If you start tossing your coin repeatedly and stop when you get one of the two hits, how often will you end up with one over the other?

I’ve tried to answer this by counting how many tosses on average each of the outcomes requires.

@Mickey-II, I will email the code to you.

If the idea always works, then we would have the following

HTH < HHT < THH < TTH < HTT <

HHT.Is there a contradiction? Or am I missing something?

As far as I can make out, HTH < HHT, THH < TTH, and HTT < HHT are all true.

Did you check the link from Futility Closet I've posted? The page has a link at the bottom called Non-transitive dice.

I haven’t checked this for coin-tosses, though. Could something like that work here too, d’you think?

As for the HHT vs HTH problem. Let P(n) and Q(n) be the probabilities of obtaining a HHT and a HTH respectively in an infinite sequence, for the first time, at the nth place (n, n+1 n+2 places, so to speak). Note that P(n) = 1/8 – P(1)∩P(n) – P(2)∩P(n) – … – P(n-3)∩P(n). On the other hand, Q(n) = 1/8 – Q(1)∩Q(n) – Q(2)∩Q(n) – … – Q(n-3)∩Q(n) – Q(n-2)∩Q(n). The extra term

Q(n-2)∩Q(n)makes the probability Q(n) smaller.Now, the concept on non-transitive inequalities is very interesting! I’ll read into that.

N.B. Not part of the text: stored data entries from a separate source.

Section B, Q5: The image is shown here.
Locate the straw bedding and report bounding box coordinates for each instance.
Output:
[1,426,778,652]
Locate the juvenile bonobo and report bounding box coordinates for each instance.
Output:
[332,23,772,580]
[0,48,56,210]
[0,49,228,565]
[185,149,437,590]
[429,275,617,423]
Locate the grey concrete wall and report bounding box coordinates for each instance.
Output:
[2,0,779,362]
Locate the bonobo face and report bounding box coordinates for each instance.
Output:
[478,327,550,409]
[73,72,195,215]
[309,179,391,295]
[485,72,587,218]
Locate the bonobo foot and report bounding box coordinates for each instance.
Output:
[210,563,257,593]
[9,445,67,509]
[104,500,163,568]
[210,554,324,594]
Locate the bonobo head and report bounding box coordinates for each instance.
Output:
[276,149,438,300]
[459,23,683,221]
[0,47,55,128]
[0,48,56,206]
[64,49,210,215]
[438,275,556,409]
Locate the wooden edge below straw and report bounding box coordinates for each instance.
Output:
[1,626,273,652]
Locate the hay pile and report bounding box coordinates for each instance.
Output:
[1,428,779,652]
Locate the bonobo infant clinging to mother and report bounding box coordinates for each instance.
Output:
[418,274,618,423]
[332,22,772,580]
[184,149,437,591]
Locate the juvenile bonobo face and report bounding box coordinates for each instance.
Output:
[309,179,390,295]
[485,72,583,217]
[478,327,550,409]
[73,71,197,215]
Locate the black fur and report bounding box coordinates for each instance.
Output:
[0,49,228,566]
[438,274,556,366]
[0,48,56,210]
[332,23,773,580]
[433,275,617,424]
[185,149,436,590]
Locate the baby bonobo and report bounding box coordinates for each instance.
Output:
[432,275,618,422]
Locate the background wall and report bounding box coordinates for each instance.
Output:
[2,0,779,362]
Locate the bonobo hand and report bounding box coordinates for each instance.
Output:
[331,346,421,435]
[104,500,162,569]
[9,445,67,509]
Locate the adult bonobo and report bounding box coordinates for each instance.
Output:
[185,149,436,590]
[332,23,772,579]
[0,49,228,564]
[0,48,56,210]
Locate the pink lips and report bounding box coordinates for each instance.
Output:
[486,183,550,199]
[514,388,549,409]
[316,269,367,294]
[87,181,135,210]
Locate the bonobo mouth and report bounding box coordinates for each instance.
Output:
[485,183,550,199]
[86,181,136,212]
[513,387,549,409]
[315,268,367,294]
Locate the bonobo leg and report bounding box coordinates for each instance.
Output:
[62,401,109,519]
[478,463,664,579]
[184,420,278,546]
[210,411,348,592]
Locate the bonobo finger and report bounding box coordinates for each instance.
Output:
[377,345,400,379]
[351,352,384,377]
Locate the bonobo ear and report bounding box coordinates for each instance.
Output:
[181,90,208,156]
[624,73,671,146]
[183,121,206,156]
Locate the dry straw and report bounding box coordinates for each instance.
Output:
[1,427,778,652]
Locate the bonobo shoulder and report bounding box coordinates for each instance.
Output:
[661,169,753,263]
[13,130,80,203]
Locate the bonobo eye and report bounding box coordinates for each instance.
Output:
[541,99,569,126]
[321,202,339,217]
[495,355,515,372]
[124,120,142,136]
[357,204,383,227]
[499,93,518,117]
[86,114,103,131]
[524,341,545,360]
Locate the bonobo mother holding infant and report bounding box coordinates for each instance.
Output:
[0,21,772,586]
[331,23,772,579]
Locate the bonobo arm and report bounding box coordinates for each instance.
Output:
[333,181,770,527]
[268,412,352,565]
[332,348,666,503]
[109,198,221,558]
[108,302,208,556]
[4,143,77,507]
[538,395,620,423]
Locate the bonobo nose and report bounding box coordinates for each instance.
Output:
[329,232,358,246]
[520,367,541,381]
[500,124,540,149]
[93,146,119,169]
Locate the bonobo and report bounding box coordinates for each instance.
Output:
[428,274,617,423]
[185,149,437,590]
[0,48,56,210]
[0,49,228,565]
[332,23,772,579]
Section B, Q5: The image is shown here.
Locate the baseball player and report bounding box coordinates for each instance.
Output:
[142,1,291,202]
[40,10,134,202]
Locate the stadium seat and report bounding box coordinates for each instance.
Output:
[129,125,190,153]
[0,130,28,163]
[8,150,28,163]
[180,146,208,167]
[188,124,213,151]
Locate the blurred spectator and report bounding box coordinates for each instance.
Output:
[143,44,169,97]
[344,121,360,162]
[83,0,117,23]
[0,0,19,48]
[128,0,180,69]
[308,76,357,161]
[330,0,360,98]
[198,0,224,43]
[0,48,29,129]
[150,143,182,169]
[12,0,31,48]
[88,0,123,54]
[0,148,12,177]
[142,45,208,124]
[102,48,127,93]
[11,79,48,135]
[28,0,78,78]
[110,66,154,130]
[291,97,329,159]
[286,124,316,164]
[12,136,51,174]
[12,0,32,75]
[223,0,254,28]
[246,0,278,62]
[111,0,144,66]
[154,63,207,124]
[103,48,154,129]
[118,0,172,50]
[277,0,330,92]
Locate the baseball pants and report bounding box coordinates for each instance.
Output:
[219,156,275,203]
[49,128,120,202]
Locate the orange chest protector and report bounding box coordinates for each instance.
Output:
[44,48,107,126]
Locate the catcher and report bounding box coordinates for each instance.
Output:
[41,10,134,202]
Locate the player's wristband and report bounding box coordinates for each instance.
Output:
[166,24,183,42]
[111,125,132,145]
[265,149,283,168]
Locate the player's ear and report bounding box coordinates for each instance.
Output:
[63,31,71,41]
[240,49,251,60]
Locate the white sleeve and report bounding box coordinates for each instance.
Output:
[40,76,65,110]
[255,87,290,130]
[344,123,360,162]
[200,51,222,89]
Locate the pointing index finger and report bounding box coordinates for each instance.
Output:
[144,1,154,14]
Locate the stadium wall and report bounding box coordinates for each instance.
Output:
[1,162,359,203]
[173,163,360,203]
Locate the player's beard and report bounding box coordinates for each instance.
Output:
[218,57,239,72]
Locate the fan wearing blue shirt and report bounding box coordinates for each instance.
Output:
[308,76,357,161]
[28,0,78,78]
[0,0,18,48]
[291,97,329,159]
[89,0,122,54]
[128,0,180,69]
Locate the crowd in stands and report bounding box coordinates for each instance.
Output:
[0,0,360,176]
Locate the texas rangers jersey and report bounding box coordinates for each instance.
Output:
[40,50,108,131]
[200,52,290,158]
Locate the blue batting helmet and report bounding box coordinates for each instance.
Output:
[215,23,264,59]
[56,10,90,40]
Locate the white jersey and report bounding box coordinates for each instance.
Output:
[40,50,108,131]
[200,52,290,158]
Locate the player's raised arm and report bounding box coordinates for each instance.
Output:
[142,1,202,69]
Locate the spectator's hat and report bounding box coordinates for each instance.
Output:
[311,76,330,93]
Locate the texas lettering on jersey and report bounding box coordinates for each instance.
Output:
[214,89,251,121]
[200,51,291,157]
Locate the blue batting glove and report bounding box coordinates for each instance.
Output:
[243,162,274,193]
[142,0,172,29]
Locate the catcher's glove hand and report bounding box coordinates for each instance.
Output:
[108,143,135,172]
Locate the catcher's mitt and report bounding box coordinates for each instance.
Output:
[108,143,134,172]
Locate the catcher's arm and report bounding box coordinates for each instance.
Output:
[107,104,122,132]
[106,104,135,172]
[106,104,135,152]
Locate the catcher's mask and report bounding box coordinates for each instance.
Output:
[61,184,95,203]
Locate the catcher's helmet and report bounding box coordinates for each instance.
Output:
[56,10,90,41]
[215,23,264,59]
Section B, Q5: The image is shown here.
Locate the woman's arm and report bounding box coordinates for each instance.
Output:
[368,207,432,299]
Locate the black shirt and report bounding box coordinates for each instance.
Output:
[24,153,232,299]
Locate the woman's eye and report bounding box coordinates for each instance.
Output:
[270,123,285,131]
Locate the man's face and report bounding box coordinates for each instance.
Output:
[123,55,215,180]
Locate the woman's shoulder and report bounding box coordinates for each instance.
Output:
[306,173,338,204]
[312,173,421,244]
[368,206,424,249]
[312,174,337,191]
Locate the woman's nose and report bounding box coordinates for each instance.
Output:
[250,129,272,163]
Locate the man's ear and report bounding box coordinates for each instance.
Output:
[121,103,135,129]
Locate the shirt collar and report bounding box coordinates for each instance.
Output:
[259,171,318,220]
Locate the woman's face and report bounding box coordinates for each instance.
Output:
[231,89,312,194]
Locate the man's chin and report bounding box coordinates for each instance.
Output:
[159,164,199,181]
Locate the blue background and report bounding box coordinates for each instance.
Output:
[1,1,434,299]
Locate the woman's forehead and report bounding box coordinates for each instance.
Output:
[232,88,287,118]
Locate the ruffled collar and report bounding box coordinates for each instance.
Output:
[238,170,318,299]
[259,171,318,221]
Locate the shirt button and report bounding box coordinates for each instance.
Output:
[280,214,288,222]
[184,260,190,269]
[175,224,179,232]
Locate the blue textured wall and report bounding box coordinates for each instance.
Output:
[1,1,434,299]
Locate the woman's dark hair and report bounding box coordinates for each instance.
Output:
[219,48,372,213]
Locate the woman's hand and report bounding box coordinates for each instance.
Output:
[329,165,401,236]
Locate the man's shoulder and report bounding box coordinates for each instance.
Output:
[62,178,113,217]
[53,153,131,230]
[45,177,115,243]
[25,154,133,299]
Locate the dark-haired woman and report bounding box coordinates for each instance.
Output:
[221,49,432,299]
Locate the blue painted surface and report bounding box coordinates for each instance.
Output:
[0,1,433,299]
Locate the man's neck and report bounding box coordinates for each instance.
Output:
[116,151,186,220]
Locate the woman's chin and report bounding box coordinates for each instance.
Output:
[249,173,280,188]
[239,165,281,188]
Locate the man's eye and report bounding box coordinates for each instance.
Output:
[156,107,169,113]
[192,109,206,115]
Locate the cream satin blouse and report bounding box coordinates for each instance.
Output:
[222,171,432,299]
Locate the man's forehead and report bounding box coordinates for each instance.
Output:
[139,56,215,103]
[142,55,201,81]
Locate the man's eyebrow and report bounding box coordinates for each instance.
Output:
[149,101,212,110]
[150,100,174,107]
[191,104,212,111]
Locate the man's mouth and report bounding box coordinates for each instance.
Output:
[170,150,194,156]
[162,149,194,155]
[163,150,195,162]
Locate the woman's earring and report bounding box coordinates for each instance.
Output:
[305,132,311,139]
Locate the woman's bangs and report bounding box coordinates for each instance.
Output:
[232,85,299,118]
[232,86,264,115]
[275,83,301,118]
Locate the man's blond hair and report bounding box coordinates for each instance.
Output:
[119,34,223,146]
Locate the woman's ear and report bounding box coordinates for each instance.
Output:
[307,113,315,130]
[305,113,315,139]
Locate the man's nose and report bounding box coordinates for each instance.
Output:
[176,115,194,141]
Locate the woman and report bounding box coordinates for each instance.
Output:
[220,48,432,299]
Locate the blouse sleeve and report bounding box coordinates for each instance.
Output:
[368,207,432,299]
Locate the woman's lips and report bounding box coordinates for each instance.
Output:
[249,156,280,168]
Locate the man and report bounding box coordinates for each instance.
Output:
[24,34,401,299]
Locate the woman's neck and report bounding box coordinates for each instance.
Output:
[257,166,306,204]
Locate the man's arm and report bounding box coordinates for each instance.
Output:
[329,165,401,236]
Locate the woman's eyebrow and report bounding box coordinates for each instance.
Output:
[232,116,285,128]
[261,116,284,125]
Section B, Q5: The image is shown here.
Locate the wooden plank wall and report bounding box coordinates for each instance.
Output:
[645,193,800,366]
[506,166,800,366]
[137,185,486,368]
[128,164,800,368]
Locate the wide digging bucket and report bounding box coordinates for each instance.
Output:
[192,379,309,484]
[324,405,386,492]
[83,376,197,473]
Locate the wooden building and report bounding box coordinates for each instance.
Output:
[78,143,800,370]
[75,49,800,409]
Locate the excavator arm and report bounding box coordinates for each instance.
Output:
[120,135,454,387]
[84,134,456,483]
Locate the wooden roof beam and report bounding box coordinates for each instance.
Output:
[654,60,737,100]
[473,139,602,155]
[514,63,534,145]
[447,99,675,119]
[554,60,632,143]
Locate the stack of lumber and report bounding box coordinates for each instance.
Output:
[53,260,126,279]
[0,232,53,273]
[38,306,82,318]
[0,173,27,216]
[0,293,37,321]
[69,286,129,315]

That’s what I just said! For anything but (n-2), the intersection is null. For (n-2), one of them has an intersection; the other doesn’t. Nicely done!

That said wouldn’t the occurance of HTH in a million tosses be more common that that of HHT. (because of sequences like HTHTH where HTH occurs twice in a length-5 sequence). Please send me your matlab codes too.

That’s what I thought too. Doesn’t seem that way from the search program, though. I just sent it to you. Would you check?

Turns out the explanations for HTH < HHT for the first occurrence are not complete. For instance, we cannot compare the scenarios, TTH and THH in the same fashion. Check out this video for a simple and complete explanation.